Sold for (Inc. bp): £22,320

37" (10 kg, 94cm).

A large ceramic vessel consisting of a pedestal base decorated with diagonal lines of cream, pink, brown and red paint; a bowl shaped body decorated with applied relief consisting of acanthus leaves, rope decoration and a central head of Medusa flanked by a floral scroll, traces of paint; lid painted with a scene of a woman in yellow and white robes seated on a throne, left arm reaching forward; in front winged Eros kneeling and reaching both hands towards an altar; on other side of altar a female (Aphrodite?) seated on a throne and looking towards the altar, Eros and seated female, wearing white and yellow robes; behind another seated female looking towards the other figures and wearing white and brown robes; below painted scene applied rope decoration with applied lion heads below; finial connector painted with flowers, possibly myrtle, on the bulbous body, top with turned grooves and hole in the centre, underside with projecting funnel; possibly a further section absent; on top a sitting dove, head turned slightly to the left, in a white slip.

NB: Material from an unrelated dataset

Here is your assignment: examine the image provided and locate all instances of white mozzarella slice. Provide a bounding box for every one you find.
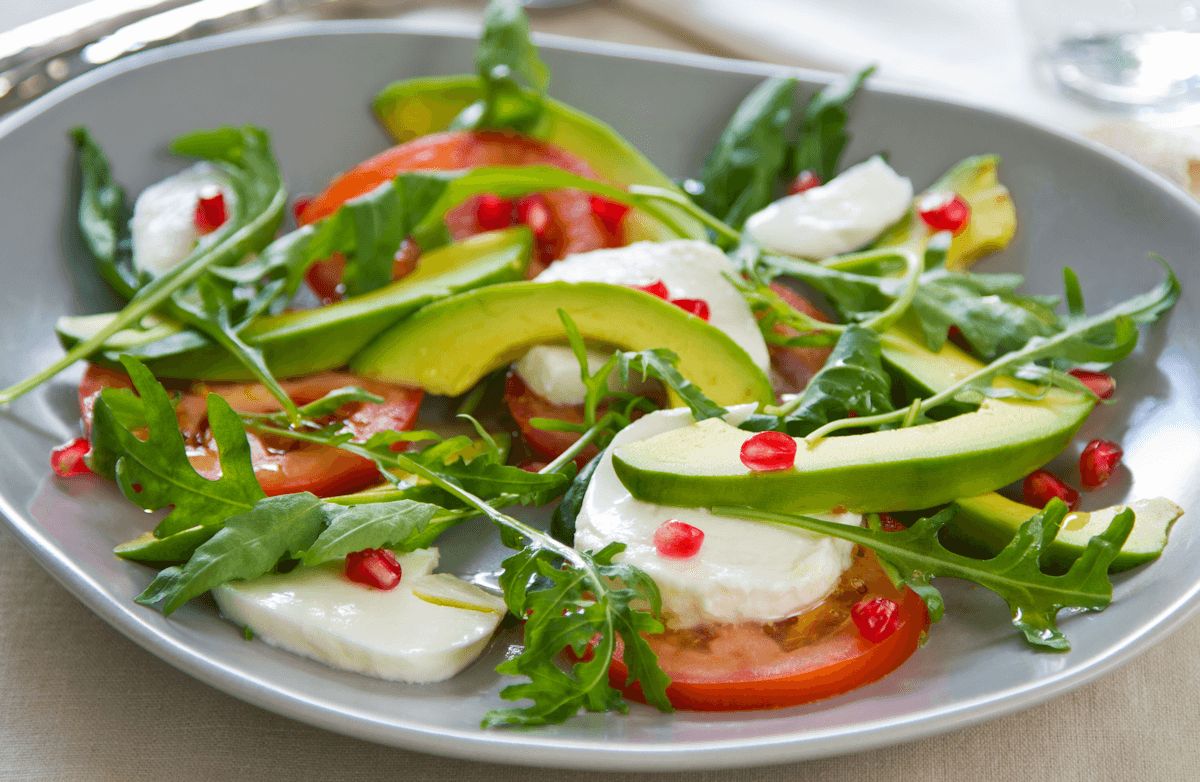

Property of a German gentleman; acquired 1980s, previously in the Antoine Sanna collection, Belgium, since the late 1960s.

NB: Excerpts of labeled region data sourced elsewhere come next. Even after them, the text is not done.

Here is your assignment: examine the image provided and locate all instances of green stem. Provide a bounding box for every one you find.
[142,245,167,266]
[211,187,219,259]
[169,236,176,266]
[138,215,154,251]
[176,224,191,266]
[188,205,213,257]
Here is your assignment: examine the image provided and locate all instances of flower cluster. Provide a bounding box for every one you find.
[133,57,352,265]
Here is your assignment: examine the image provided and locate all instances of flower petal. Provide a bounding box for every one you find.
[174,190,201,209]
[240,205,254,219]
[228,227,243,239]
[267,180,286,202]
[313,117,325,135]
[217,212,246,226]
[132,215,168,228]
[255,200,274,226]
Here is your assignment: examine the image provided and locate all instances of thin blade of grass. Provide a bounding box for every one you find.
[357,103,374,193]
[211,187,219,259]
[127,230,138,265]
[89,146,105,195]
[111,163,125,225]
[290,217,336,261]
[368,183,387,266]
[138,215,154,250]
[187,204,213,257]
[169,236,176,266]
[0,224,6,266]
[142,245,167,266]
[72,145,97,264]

Accompanied by an Art Loss Register certificate.

Cf. Mayo, M. The Art of South Italy: Vases from Magna Graecia, Ricmond, 1982, pp.282-285. For a similar example see the Metropolitan Museum of Art, accession number 30.11.4a–c; and the Museum of Fine Arts, Boston, accession number 1970.478.

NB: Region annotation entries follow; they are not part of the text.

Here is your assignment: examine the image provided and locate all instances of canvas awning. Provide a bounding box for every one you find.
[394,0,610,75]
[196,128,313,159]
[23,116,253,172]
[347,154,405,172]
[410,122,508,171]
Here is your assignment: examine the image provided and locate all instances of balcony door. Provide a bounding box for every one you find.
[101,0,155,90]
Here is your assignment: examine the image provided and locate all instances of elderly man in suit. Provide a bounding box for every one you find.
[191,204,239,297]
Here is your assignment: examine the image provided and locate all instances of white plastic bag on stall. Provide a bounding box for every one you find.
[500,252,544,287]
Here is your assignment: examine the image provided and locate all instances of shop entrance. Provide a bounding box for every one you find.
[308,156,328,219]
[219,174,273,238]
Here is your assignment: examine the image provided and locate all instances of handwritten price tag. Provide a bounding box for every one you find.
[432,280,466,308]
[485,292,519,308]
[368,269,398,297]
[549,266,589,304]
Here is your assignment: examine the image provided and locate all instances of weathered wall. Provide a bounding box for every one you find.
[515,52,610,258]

This lidded bowl is known as a lekanis and belongs to a unique local tradition of pottery known as Centuripe Ware which was manufactured in eastern Sicily in the third century BC, at a time when the island was a Greek colony. Vessels of this type have been discovered in tombs near the towns of Centuripe and Morgantina, close to Mount Etna, and usually depict women performing religious rites. These vessels are distinguished by the application of tempera paints after firing, which allows for a wider range of colours than is found in the conventional black and red figure traditions. The background of the painted scenes is usually painted a rosy red, and the figures are often made up of pastel colours such as pink, blue, yellow, or purple. The beautifully modelled figures and complex colour combinations look beyond conventional Greek vase-painting practices to traditions of monumental painting, of which few contemporary examples survive; one notable surviving example of this genre is the painting of the abduction of Persephone over the entrance to the tomb of Philip II, father of Alexander the Great, at Vergina. Painted and gilded terracotta appliqués, some of which recall architectural details, were also added to these vessels. Although the majority have been found in funerary contexts they have also been found at temples. At Morgantina the majority of the vessels have been found in sanctuaries and all of the temples in the area dedicated to Demeter and Persephone have produced examples, as well as sanctuaries to Aphrodite. Some examples have also been found in domestic contexts.The scenes painted on the vases generally have a ritual character that has been explained as depicting marriage ceremonies, usually of the gods, and the examples found in private houses have been explained as wedding gifts that were displayed to commemorate the marriage of the owners. The deities represented on the scenes have been interpreted as the marriage of Persephone to Hades, with the rituals being presided over by Aphrodite and Eros; the presence of a dove on this piece would tie in well with marriage rituals as the dove was sacred to Aphrodite, goddess of love. The importance and expense of this type of pottery would have led to them being re-used in funerary contexts, particularly the idea of love extending beyond the grave.